Archaeologists have unearthed a 5,000-year-old sculpture in England that represents the country’s most significant prehistoric discovery in a century, the British Museum announced on Thursday.
The chalk drum, which despite its name has no musical vocation, dates from the time of Stonehenge and will be visible during the exhibition on the Neolithic site which opens on February 17 in the London museum.
“It is truly a remarkable find, it is the most important piece of prehistoric art found in Britain in the last 100 years,” said Neil Wilkin, curator of the exhibition.
According to the museum, this drum is “one of the most elaborately decorated objects of this period found anywhere in Britain and Ireland.” Its style evokes in particular the objects of Stonehenge.
The decorated cylinder was discovered in the tomb of three children, whose hands are touching. It was placed just above the eldest child’s head, along with a chalk ball and a needle made from polished bone.

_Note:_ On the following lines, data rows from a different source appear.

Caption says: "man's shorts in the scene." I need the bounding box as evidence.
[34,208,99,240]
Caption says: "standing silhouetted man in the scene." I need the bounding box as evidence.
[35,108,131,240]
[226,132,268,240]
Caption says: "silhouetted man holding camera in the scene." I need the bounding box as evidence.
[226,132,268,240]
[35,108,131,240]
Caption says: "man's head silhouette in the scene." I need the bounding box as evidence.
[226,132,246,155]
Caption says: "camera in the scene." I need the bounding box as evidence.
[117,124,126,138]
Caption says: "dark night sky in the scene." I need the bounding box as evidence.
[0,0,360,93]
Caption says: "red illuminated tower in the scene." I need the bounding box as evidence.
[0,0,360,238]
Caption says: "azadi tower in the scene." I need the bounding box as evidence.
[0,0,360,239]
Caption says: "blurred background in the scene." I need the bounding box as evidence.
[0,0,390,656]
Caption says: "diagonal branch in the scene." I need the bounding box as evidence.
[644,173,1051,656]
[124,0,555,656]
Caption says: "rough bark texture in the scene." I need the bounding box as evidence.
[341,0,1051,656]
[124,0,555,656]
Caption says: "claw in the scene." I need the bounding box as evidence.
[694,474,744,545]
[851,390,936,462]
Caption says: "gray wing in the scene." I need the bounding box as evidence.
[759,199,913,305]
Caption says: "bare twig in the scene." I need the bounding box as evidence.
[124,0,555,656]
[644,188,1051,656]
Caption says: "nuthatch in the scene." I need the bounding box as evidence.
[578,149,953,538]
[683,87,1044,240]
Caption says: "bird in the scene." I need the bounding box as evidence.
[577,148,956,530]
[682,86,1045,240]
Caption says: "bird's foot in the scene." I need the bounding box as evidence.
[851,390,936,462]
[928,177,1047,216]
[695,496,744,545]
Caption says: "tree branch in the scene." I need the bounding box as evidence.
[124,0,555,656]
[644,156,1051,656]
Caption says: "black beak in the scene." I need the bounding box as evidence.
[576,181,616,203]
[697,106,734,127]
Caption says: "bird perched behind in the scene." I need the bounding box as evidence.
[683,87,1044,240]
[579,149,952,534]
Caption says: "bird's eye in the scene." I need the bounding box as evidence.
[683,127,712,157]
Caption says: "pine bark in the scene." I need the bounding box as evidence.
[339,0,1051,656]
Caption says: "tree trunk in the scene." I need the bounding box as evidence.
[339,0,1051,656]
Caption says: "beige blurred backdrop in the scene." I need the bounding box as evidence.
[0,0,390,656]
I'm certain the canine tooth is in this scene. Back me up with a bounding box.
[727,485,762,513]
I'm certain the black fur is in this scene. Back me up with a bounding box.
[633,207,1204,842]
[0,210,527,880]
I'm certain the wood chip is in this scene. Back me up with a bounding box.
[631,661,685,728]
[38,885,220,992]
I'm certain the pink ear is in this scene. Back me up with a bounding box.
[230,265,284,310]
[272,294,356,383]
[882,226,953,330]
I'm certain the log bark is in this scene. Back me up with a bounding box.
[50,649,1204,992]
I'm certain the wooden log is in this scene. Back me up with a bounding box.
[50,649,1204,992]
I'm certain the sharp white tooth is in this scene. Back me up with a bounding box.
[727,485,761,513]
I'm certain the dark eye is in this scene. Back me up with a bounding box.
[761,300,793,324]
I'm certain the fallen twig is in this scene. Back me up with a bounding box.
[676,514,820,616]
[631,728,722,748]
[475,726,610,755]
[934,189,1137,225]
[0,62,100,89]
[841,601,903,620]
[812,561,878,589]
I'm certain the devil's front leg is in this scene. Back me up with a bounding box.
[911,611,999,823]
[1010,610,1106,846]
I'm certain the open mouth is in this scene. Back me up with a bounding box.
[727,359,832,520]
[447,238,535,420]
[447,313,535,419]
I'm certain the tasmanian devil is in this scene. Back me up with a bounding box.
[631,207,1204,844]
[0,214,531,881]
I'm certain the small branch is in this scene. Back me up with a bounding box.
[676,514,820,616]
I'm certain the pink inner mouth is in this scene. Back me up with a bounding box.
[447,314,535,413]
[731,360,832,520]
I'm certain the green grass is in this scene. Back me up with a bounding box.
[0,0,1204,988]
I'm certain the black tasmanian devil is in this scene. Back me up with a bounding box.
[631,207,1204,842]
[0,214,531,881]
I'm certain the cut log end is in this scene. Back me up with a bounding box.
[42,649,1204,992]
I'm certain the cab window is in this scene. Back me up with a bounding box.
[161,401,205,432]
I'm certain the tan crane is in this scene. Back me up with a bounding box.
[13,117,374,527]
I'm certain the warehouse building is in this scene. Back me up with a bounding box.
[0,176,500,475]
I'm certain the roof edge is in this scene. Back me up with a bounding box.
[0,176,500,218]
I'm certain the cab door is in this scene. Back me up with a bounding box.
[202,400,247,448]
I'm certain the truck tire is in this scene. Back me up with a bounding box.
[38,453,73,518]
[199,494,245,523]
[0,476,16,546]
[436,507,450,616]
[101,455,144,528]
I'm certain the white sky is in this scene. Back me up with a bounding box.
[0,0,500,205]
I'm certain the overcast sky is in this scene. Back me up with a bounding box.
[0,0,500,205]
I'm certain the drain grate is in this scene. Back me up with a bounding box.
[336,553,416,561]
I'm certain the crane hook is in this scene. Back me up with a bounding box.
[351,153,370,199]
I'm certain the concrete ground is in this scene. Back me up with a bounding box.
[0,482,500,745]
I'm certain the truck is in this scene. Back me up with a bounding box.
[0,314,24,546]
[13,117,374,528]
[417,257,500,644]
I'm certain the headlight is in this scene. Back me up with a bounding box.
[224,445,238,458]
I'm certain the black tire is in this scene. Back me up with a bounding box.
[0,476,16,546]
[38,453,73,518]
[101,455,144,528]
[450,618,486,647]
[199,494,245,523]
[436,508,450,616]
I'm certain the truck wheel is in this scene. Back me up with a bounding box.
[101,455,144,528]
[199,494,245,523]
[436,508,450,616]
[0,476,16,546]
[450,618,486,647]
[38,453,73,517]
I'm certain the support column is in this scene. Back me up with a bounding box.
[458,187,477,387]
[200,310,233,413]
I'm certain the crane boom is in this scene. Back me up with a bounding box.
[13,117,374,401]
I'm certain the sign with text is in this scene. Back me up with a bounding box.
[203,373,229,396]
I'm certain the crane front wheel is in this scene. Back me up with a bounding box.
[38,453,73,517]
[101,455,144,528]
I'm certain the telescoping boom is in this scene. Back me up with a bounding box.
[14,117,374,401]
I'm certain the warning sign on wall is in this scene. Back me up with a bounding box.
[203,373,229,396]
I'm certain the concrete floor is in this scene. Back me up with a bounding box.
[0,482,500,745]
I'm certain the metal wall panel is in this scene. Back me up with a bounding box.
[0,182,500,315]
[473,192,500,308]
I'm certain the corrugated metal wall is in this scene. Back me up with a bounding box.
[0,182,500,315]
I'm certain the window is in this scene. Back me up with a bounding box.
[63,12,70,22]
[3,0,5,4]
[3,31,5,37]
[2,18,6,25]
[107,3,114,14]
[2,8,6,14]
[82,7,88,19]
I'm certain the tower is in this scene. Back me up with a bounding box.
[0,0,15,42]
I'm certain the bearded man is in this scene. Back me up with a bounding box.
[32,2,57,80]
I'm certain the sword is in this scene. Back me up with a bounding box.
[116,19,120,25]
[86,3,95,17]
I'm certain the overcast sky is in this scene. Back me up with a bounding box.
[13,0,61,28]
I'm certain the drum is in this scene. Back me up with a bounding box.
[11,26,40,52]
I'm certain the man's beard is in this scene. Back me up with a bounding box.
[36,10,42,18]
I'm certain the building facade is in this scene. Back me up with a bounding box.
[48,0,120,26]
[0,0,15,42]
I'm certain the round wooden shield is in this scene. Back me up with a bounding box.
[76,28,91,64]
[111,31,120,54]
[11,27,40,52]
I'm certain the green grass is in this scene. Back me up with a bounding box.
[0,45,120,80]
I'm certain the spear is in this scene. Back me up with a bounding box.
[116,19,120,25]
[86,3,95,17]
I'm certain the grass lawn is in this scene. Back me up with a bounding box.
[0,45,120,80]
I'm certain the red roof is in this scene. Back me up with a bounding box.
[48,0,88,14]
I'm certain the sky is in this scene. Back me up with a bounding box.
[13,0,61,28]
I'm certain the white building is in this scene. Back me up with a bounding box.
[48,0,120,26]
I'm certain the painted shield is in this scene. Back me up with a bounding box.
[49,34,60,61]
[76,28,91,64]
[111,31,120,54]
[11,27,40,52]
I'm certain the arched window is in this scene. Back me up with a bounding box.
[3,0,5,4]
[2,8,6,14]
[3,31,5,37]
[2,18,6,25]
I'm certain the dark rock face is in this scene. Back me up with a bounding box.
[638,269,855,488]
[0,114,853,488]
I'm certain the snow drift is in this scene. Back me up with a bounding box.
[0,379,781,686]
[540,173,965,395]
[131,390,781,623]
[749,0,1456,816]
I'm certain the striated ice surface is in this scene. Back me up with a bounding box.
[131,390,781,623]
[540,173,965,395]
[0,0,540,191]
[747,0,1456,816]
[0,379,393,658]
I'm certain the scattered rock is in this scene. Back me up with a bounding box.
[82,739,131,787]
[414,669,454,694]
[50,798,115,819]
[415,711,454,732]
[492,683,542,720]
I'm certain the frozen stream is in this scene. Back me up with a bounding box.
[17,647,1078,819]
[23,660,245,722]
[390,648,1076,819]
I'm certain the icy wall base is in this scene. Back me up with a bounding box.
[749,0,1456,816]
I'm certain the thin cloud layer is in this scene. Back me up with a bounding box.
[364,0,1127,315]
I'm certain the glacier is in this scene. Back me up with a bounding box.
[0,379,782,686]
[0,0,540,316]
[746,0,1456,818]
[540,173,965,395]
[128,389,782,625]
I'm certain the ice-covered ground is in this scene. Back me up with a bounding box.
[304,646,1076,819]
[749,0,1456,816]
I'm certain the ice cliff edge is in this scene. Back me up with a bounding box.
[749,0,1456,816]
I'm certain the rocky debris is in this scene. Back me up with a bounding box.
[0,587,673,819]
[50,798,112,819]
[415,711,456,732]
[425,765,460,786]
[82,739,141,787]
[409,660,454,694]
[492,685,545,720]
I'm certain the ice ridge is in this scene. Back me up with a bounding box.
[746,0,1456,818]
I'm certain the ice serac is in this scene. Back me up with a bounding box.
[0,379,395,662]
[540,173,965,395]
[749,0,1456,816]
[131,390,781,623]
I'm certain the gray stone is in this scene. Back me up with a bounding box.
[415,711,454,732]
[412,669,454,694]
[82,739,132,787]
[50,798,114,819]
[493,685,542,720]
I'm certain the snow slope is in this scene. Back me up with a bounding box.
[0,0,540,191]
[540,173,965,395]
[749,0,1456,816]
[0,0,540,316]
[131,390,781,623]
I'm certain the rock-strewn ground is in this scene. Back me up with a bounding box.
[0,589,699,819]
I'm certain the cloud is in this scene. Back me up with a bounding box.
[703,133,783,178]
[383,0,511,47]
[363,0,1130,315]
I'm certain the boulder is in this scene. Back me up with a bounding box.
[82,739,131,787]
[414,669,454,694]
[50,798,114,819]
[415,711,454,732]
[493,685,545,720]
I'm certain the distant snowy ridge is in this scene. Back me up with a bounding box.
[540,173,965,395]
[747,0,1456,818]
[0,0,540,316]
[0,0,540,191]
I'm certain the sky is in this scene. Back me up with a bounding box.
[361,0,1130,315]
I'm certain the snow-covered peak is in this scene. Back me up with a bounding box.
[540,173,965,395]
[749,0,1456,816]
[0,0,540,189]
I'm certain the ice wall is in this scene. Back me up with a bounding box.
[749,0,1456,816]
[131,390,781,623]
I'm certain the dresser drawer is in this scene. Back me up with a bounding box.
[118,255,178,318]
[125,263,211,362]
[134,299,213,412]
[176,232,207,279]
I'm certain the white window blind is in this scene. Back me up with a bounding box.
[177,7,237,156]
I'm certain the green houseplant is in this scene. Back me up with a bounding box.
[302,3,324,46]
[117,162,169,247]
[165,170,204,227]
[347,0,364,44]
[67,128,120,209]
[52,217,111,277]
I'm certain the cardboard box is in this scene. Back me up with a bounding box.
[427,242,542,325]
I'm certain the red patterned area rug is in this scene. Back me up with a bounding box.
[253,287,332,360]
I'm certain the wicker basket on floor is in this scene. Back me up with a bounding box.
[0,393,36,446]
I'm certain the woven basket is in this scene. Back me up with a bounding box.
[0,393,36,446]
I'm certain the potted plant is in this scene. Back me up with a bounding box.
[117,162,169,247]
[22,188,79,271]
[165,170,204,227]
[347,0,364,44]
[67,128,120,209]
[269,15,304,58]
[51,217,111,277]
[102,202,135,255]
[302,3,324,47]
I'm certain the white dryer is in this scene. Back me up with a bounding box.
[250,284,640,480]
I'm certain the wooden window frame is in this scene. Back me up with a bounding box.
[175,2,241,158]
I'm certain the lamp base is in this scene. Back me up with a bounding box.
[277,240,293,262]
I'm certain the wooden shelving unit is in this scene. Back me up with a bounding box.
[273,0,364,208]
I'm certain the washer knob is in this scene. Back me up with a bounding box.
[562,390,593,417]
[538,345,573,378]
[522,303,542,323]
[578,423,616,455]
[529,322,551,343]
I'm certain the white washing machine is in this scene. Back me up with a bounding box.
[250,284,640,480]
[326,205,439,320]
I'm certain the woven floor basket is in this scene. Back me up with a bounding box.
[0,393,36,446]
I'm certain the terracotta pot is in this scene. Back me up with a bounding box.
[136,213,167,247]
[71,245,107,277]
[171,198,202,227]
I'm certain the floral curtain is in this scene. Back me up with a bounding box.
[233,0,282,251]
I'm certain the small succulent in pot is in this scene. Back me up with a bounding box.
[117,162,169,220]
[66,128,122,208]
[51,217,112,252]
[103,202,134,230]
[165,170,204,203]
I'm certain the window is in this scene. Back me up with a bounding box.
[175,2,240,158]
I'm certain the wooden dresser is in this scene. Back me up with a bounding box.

The discovery was made about 384 kilometers from Stonehenge, near the village of Burton Agnes (north of England).
A comparable bullet and needles had been found at Stonehenge and around the site, suggesting that people in Britain and Ireland shared “artistic styles, and probably beliefs, at remarkable distances,” the report said. British Museum.
The museum’s collection includes three similar drums found in 1889 in a child’s burial about 24 kilometers from the last discovery. These three objects, known as the Folkton Drums, are among “the most famous and enigmatic ancient objects ever found in excavations in Britain”, according to the museum.
They were created around the same time as the first phase of the construction of Stonehenge, between 3005 and 2890 BC. AD.